Thinking about it had got him worked up. He must have one tonight. But not from this place. Maybe he should move on.

And that was when he saw ... he saw... what the shit?

It wasn't possible but ... he had to fight with his eyes to keep them from looking in her direction again. She was just over there; she'd just slid her backside on to a seat in a booth close by; there was a blind guy there, too - or a guy in dark glasses, anyway - but he didn't seem to be with her. She had a coffee, just a coffee, and she was the same as last time. She was exactly the same. And for a moment Johnny's mind whirled, for he could swear he'd had this one before!

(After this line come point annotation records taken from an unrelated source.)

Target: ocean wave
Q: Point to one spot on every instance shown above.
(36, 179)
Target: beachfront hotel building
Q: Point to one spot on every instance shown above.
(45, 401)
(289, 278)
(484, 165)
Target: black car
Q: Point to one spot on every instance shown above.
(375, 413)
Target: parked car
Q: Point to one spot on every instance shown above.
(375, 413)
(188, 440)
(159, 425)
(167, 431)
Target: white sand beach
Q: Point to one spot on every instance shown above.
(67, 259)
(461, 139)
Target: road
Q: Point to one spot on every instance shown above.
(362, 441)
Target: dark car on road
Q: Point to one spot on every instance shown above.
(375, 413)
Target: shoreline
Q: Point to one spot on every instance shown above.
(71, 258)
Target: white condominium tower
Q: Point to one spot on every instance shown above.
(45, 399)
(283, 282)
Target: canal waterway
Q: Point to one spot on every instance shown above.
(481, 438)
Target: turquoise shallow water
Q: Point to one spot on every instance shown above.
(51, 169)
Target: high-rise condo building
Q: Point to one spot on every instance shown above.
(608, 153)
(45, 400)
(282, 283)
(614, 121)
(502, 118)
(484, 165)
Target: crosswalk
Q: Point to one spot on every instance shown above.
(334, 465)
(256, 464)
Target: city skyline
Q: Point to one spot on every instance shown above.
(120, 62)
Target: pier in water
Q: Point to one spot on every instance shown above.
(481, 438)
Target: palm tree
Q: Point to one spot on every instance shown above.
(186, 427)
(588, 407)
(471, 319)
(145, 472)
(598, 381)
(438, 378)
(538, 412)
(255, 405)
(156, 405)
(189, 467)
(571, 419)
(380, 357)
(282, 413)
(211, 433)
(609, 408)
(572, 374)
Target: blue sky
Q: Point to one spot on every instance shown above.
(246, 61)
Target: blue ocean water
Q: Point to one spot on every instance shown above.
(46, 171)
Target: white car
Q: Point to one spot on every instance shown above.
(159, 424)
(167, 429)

How can that be? he asked himself. How can it be? And the answer was simple: it couldn't be. Unless this girl was the other's twin sister ... or her double.'

And then he remembered reading something about that in the papers: how they thought the one he'd had in Edinburgh - Penny, that was her name - was someone else. But then she'd turned up alive: the spitting image of the one he'd screwed, murdered, and screwed again. Stranger still, the one who'd turned up had also been called Penny. Coincidence? Jesus, coincidence! But the biggest coincidence of them all: here she was, right now, right here. That is, unless he'd started seeing fucking things.

Slowly Johnny looked up from his food, through the acid-etched, fern-patterned glass dividers which loaned the booths a little privacy, until her face was directly in his line of vision. Maybe for a moment he caught her eye, but just for a moment, and then she looked away. The half-blind guy - the guy with the eye problem, anyway, who shared her booth - had his back to Johnny; but he didn't look much anyway, slumped over his mug of coffee like that. Her father, maybe?

No, her lover, Harry Keogh answered, but silently, speaking only to himself. Her vampire lover, you scumbag.

He had been into Pound's mind from the moment he and Penny had entered the place, and the mental cesspool in there was as rank as anything he'd ever come up against. Together with the necromancer's recognition of Penny as a former victim, or that victim's double, it strengthened Harry's resolve, confirmed his commitment. But as yet Pound's recognition of her hadn't produced the reaction Harry had expected. Curiosity, yes, but not fear. In a way, perhaps that was understandable.